20:00 Sunsets and the city
You may be craving your bed but holding out for a glorious sunset from the Top of the Rock could be more rewarding (weather-permitting). I like the view here more than from the top of the Empire State Building, not least because you can see the latter from the Top of the Rock. The space at the top is more open too, which allows for better viewing and photos.
FRIDAY
07:00 Central Park run
Unless you’re a super sleeper, you will probably wake up early and a run around the 843-acre Central Park is the perfect way to kickstart your morning. There’s a 10km running loop around the park but there are lots of other paths if you’d like a shorter run. Pick up a coffee afterwards from Ninth Street Espresso or Blue Bottle, and perhaps a sweet treat from Milk Bar.
09:00 Take the High Line
Head to the West 34th Street end of the High Line, an art-filled public park constructed on an elevated rail line that runs south to Gansevoort Street in the Meatpacking District. Stop for coffee along the way at Underline or Intelligentsia, and pop into Chelsea Market for interesting shops and eateries, and Story, a concept store with ever-changing concepts.
11:00 Village shops
The West Village and Greenwich Village together form one of New York’s loveliest areas. It’s fun to pick out your favourite brownstone on the small, characterful streets, and there are wonderful shops. Try Flight 001 for travel goods, Three Lives & Co (one of my all-time favourite bookshops), Marine Layer for ‘absurdly soft’ clothing, Pink Olive for accessories and gifts, and Greenwich Letterpress for beautiful stationery.
13:00 Downtown lunch
You won’t starve in these parts. Lunch options include Corner Bistro, Mighty Quinn’s Barbeque, Dante (pictured) and Jeffrey’s Grocery. I haven’t yet tried the pizzas (or burger) at Emily, but they are supposed to be top notch. For a post-lunch coffee, check out Stumptown’s gorgeous NYC flagship cafe on West 8th (pictured) or the petite but perfectly formed Third Rail Coffee just south of Washington Square.
14:30 South of Houston
Head south into the shopping paradise of SoHo. I prefer this downtown branch of Bloomingdale’s to the stuffier uptown original, and many of the chains I like to visit in the US — Madewell, Lululemon, Patagonia and Sephora — have stores here. Just east of Broadway, you can find the MoMA Design Store, minimalist clothing retailer Everlane, and two great bookshops: Housing Works and McNally Jackson. If you need another coffee, look no further than Cafe Integral, a beautiful cafe that specialises in single-origin Nicaraguan coffees (pictured).
16:00 Tenement tour
The Tenement Museum offers unique insights into the Lower East Side neighbourhood by running tours through restored tenement apartments that bring immigrant stories to life. I’ve taken three tours, one focusing on an Irish family, one on public health and one walking tour with samples of foods typical of various immigrant cuisines. Many tours sell out, so you should book in advance if possible.

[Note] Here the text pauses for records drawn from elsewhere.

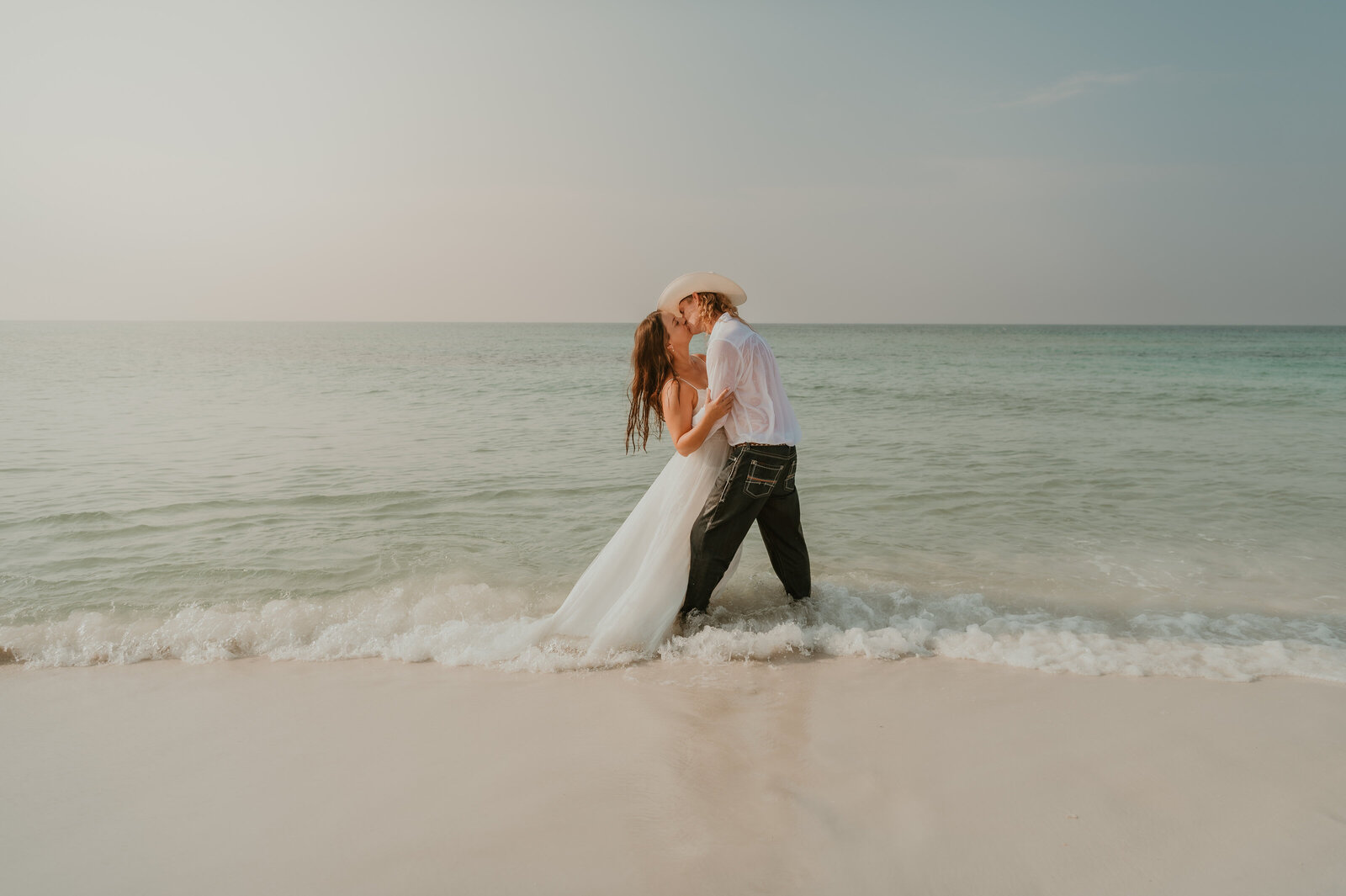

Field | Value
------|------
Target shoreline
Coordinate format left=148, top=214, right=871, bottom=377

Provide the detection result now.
left=0, top=658, right=1346, bottom=894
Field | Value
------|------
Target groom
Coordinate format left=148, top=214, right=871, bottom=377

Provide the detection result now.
left=658, top=272, right=812, bottom=618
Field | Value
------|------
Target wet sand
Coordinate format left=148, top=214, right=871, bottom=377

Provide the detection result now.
left=0, top=658, right=1346, bottom=894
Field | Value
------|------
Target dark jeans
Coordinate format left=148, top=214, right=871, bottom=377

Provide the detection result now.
left=681, top=445, right=812, bottom=615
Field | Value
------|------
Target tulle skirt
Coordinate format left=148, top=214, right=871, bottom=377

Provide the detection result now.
left=533, top=429, right=739, bottom=658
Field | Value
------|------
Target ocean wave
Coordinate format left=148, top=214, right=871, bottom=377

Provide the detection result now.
left=0, top=581, right=1346, bottom=682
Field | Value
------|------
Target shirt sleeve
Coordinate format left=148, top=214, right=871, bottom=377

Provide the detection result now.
left=705, top=339, right=739, bottom=432
left=705, top=331, right=739, bottom=401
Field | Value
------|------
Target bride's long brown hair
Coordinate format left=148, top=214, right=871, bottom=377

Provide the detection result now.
left=626, top=310, right=677, bottom=452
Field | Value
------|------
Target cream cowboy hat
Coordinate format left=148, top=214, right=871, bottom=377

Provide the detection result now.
left=655, top=270, right=749, bottom=315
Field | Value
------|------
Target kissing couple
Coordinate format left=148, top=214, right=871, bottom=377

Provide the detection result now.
left=534, top=272, right=812, bottom=660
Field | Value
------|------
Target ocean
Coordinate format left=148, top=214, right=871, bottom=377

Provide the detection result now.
left=0, top=321, right=1346, bottom=681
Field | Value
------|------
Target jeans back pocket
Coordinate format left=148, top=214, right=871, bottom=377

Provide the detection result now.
left=743, top=460, right=785, bottom=498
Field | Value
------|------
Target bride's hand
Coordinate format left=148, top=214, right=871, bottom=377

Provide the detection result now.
left=705, top=389, right=734, bottom=420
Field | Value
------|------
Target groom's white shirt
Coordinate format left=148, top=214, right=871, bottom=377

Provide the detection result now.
left=705, top=315, right=799, bottom=445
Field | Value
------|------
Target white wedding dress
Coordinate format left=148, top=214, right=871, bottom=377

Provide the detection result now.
left=530, top=381, right=742, bottom=660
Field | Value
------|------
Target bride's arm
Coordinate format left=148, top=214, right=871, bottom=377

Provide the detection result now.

19:00 LES dinner and drinks
You can find almost any cuisine in the restaurants of the Lower East Side, from Vanessa’s legendary dumplings, to Mission Chinese Food and Tijuana Picnic. Retire to The Back Room, a Prohibition Era secret speakeasy, for cocktails.
SATURDAY
09:00 Brooklyn breakfast Take the subway to Brooklyn’s Bedford-Stuyvesant for a cracking breakfast at Golda. With great coffee from Parlor and Middle Eastern-influenced cuisine in a bright and beautifully designed cafe, it’s well worth the trip. If you have time — and especially in cherry blossom season — walk off your breakfast in the Brooklyn Botanic Garden.
11:30 Williamsburg wander
Ride the subway to hip Williamsburg. Sweatshop on Metropolitan, Toby’s Estate on North 6th and Devoción on Grand are great coffee choices in the area. On Bedford Avenue, shop — and people-watch — your way up to McCarren Park. Then head west to East River State Park, for Smorgasburg, a huge outdoor street food market. It’s there every Saturday from October until April.
15:00 Boat trippin’
The NYC Ferry runs a route that zigzags along the East River between Manhattan and Brooklyn from 34th Street to Wall Street. It’s a scenic ride and the fastest, most fun way to travel from Williamsburg to Dumbo. Disembark at Brooklyn Bridge and enjoy the views of the Manhattan skyline from Brooklyn Bridge Park. Then develop more house envy in Brooklyn Heights, a picturesque neighbourhood with historic brownstones and fruit-themed street names.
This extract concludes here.